Провальное дело мальчика-детектива | страница 61



— И бомбу нельзя обезвредить?

— Нельзя.

— Понятно.

— Еще есть вопросы?

— Наверное, нет. Кроме вопроса, как ее все-таки обезвредить.

— Ее нельзя обезвредить. И потом, она хорошо спрятана. Для того чтобы ее обезвредить, ее надо сначала найти. А это практически невозможно.

— Ага, понятно. А мне даже в голову не приходило, что она может быть спрятана.

— Да, она хорошо спрятана. А теперь, если ты не возражаешь… у нас тут важная встреча, — говорит Пустотник.

— А, да. Прошу прощения, — растерянно шепчет мальчик-детектив. Он уже понял, что проиграл. Как-то вдруг он становится очень чувствительным к толстым бинтам на лице. Он уверен: еще секунда — и он хлопнется в обморок. Люди таращатся на него, перешептываются. Он проиграл. Он не спасет мир от зла. Шепча невнятные извинения, мальчик-детектив понуро выходит из зала. Собравшиеся умолкают — все, как один. Под кем-то скрипит рассохшийся стул, и звук пронзает пространство, как крик. По залу проносится шепоток.

Все сидят затаив дыхание — в ожидании, что будет дальше.

Двадцать семь

Мальчик-детектив, Эффи Мамфорд и Гас Мамфорд печально сидят под крыльцом.

— Зачем было убивать кролика? — спрашивает Эффи.

— Боюсь, этот вопрос так и останется без ответа. Хотя, мне кажется, самое первое предположение было и самым верным: они это сделали для того, чтобы тебе было больно. У них такая работа: разбивать нам сердца. Мы живем в мире зла и, похоже, действительно зависим от милости тех, кто творит это зло.
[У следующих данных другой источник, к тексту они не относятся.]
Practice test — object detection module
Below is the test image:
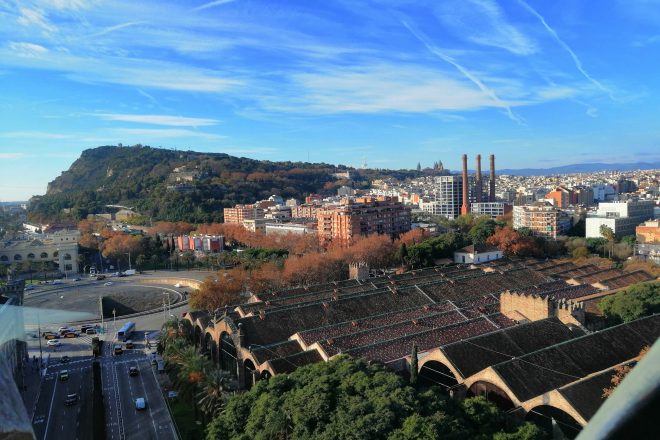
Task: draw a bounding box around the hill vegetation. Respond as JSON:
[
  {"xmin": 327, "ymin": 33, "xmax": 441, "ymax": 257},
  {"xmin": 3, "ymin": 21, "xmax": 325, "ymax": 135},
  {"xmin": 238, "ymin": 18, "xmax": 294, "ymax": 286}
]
[{"xmin": 29, "ymin": 145, "xmax": 420, "ymax": 223}]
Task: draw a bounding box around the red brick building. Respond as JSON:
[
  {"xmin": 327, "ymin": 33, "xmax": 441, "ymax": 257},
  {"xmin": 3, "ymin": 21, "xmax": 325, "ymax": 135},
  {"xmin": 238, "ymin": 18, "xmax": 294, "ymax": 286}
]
[{"xmin": 317, "ymin": 196, "xmax": 410, "ymax": 244}]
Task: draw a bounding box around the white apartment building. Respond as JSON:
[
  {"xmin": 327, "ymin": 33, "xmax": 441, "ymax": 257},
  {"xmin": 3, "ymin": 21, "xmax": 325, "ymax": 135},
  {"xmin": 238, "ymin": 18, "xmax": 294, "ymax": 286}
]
[{"xmin": 586, "ymin": 200, "xmax": 655, "ymax": 238}]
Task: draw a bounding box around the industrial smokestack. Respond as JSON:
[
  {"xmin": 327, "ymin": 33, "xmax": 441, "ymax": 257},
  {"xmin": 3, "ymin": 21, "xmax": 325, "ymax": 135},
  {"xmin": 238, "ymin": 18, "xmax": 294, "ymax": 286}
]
[
  {"xmin": 461, "ymin": 154, "xmax": 470, "ymax": 215},
  {"xmin": 488, "ymin": 154, "xmax": 495, "ymax": 202},
  {"xmin": 474, "ymin": 154, "xmax": 483, "ymax": 203}
]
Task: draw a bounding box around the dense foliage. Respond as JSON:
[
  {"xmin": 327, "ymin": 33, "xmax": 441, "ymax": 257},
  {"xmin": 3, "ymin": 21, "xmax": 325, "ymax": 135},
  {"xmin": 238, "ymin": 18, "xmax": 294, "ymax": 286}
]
[
  {"xmin": 207, "ymin": 357, "xmax": 545, "ymax": 440},
  {"xmin": 598, "ymin": 282, "xmax": 660, "ymax": 322},
  {"xmin": 25, "ymin": 145, "xmax": 422, "ymax": 223}
]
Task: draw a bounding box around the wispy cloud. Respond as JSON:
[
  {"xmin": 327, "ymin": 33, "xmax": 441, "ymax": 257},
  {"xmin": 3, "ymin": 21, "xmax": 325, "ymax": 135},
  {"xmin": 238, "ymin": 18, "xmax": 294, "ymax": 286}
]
[
  {"xmin": 0, "ymin": 43, "xmax": 242, "ymax": 93},
  {"xmin": 518, "ymin": 0, "xmax": 614, "ymax": 99},
  {"xmin": 437, "ymin": 0, "xmax": 539, "ymax": 55},
  {"xmin": 0, "ymin": 131, "xmax": 72, "ymax": 139},
  {"xmin": 17, "ymin": 7, "xmax": 57, "ymax": 33},
  {"xmin": 94, "ymin": 113, "xmax": 218, "ymax": 127},
  {"xmin": 7, "ymin": 41, "xmax": 48, "ymax": 58},
  {"xmin": 402, "ymin": 20, "xmax": 524, "ymax": 124},
  {"xmin": 192, "ymin": 0, "xmax": 236, "ymax": 11},
  {"xmin": 113, "ymin": 128, "xmax": 226, "ymax": 141},
  {"xmin": 0, "ymin": 153, "xmax": 26, "ymax": 160},
  {"xmin": 87, "ymin": 21, "xmax": 145, "ymax": 38}
]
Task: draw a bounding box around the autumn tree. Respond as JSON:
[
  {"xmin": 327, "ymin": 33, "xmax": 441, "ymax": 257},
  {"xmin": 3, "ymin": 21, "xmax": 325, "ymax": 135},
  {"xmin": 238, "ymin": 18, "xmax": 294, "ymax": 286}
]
[
  {"xmin": 486, "ymin": 226, "xmax": 538, "ymax": 256},
  {"xmin": 190, "ymin": 267, "xmax": 248, "ymax": 311},
  {"xmin": 101, "ymin": 233, "xmax": 142, "ymax": 261},
  {"xmin": 603, "ymin": 345, "xmax": 651, "ymax": 398}
]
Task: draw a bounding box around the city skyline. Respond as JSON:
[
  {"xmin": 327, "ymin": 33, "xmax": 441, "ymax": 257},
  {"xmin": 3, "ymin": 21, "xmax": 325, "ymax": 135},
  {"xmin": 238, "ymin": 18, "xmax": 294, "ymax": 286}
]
[{"xmin": 0, "ymin": 0, "xmax": 660, "ymax": 201}]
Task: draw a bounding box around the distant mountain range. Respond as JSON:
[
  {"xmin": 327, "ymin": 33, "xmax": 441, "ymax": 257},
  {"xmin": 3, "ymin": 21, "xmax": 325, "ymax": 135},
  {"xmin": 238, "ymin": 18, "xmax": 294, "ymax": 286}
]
[{"xmin": 495, "ymin": 162, "xmax": 660, "ymax": 176}]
Гас передает Билли записку: «Почему мы сидим под крыльцом?»

— Потому что на данный момент мы не знаем, как нам спастись. Мы не знаем, когда и где нас отыщет мир зла. Мы не знаем, что надо сделать, чтобы зла больше не было. Так что нам остается лишь ждать и скрываться.

В густеющих сумерках, при тусклом свете последних лучей заходящего солнца, проникающих под крыльцо, мальчик-детектив лежит на боку и наблюдает за тенью от своей руки. Большой с указательным пальцы сомкнуты в кольцо, три остальных стоят прямо и чуть оттопырены. Он наблюдает за тенью и вдруг понимает, что тень изменилась. Он подносит руку поближе к бетонному фундаменту дома, представляя себе голову кролика-тени, затаившегося в темноте под крыльцом.


Почему, когда мы становимся взрослыми, нас так пугают загадки и тайны? Не потому ли, что с возрастом наши миры превращаются в миры повседневной рутины, безопасности и порядка? Не потому ли, что мы утверждаемся в мысли, что знаем ответы на все вопросы — вернее, ответ всегда только один: никакое сокровище из тайника, никакой потайной ход, никакая зашифрованная записка не спасет нас от безысходной тоски в самый черный из черных дней? Почему мы так яростно сопротивляемся вере, что где-то рядом есть мир, о котором мы ничего не знаем? Неужели тешить себя надеждой — или даже иллюзией надежды — это страшнее, чем принять жизнь такой, какая она есть?